The European Union warned Greek lawmakers yesterday (28 June) that their country faced immediate default unless they approve a hated austerity plan, as strikers began new mass protests against the EU/IMF-imposed measures.
With the Greek parliament debating a raft of spending cuts, tax rises and privatisations, the EU's top economic official, Olli Rehn, dismissed reports that Brussels was working on fallback options to keep Greece afloat if the plan was rejected.
"The only way to avoid immediate default is for parliament to endorse the revised economic programme […] [It] must be approved if the next tranche of financial assistance is to be released," he said in a statement.
"To those who speculate about other options, let me say this clearly: there is no Plan B to avoid default," Rehn said.
Preparing for Plan B
The blunt alternative was underscored by Bank of England Governor Mervyn King, who told British parliamentarians that policymakers were working on ways to limit the damage from a potential default on Greece's 340-billion-euro debt pile.

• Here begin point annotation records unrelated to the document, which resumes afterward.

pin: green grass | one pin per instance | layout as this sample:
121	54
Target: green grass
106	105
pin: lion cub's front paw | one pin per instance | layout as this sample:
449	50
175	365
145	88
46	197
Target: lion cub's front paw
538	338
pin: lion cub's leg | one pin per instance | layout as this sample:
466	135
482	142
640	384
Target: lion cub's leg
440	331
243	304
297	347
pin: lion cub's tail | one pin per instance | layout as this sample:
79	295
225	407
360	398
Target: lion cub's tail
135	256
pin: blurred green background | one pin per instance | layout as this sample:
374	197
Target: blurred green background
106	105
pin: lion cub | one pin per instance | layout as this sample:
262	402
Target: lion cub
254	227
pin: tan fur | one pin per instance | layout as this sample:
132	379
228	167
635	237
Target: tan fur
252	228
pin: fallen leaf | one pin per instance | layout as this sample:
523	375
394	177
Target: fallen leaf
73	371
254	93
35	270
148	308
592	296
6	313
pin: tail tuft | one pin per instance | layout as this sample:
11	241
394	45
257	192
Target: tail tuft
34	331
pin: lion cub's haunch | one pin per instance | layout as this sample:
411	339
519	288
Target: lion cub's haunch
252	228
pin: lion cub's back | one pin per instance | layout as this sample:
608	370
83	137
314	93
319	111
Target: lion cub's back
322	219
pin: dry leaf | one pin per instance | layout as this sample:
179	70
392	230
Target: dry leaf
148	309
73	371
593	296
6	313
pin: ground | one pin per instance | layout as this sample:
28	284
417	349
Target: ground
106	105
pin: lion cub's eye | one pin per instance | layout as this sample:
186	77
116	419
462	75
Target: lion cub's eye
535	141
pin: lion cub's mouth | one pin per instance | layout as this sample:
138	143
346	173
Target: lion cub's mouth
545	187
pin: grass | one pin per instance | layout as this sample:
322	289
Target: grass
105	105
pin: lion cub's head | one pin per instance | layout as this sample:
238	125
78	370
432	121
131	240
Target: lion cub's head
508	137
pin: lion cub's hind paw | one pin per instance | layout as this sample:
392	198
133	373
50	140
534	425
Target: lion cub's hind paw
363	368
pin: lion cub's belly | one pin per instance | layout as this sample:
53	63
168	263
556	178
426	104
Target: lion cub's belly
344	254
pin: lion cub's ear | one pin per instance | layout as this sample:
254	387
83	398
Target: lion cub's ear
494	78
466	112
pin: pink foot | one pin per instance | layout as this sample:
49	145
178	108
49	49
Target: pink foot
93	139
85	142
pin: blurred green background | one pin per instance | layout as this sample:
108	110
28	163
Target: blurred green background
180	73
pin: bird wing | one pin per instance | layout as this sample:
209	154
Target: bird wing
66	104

"What we're doing is to say there is sufficient concern in the market about the possibility of default for us to think about contingency plans and the consequences of this event," he said.
He urged greater transparency about sovereign exposures to prevent a sudden, broad-based loss of confidence in European banks in the event of a Greek default, which could trigger a new credit crunch.
With Greece close to bankruptcy, trade unions filled the streets surrounding the Parliament to try to prevent lawmakers approving the painful measures in votes today (29 June) and tomorrow (30 June).
"We expect a dynamic and massive participation in the strike and the march to the centre of Athens. We will have 48 hours of working people, unemployed, young people in the streets," ADEDY public sector union leader Spyros Papaspyros told Reuters.
Some 5,000 police have been drafted into central Athens, mostly to protect parliament. Police fired tear gas to disperse a small group of youths throwing sticks and bottles on Tuesday during an otherwise peaceful protest by thousands in Syntagma Square outside the neoclassical legislature building.
Eyes on the markets
The EU and IMF have said Greece must enact both the five-year austerity plan, with 28.6 billion euros in savings, and key implementing laws for structural reforms and state asset sales to secure the next 12-billion-euro slice of aid in July.
Without that, Athens would run out of money within weeks.
The cost of insuring Greek debt against default and short-dated government bond yields rose yesterday as investors remained nervous before the parliamentary votes.
However the euro was broadly steady, with fears of a default offset by signs that eurozone authorities are making progress with banks on a voluntary rollover of Greek debt.
Prime Minister George Papandreou's Socialists hold a narrow majority with 155 seats in the 300-member legislature, but a handful of lawmakers have defected and others have threatened to vote against some or all of the measures, putting the outcome in doubt.
New Finance Minister Evangelos Venizelos, a PASOK party heavyweight, has tried to woo wavering backbenchers by promising a renegotiation of the balance of the programme towards promoting economic growth in September.
Rehn offered some encouragement to Greece on that front, saying he would support the government's plan to reform the tax system later this year to broaden the tax base, simplify the tax code and reduce tax rates in a fiscally neutral way.
If Greece approves the legislation, eurozone finance ministers meeting in Brussels on Sunday are likely to agree to release the next aid tranche, with the IMF following on 5 July.
Attention will then switch to putting together a second rescue package for Greece of about the same magnitude as the initial 110-billion-euro bailout agreed last year.
The new programme would involve some 30 billion euros in private sector participation via a "voluntary" rollover of maturing debt, a similar sum from privatisation revenues and an expected 55 billion euros in new official funding.
Eurozone banks and insurers are considering a French plan outlined by President Nicolas Sarkozy earlier this week under which private bondholders would reinvest half of the proceeds of maturing Greek debt in new 30-year bonds paying 5.5% interest plus a bonus linked to Greece's GDP growth rate.
Of the other half, 30% would be cashed out and 20% would be invested in zero-coupon AAA securities with deferred interest that might be issued or guaranteed by the eurozone rescue fund, officials and banking sources said.
French banks have the largest foreign private sector exposure to Greece, followed by Germany. German bankers voiced interest in the "French model", while credit ratings agencies withheld comment pending details of the scheme.
Standard & Poor's said on Monday it was too soon to judge the ratings impact of the private debt rollover being put together for Greece, which it had not yet seen, but did not rule out avoiding a downgrade to default.
Asked if he could imagine a solution in which private creditors voluntarily contributed to a Greek rescue package without triggering an S&P downgrade, Moritz Kraemer, head of European sovereign ratings, told Austrian television:
"It is conceivable depending on the situation. That is why I say it is not possible at all to draw a final conclusion on this in the current situation."
In Berlin, visiting Chinese Prime Minister Wen Jiabao said Beijing had faith in the European economy and the euro and was optimistic that Europe could overcome its temporary challenge.
As in the past, he gave a vague commitment to buying eurozone debt without specifying countries or amounts.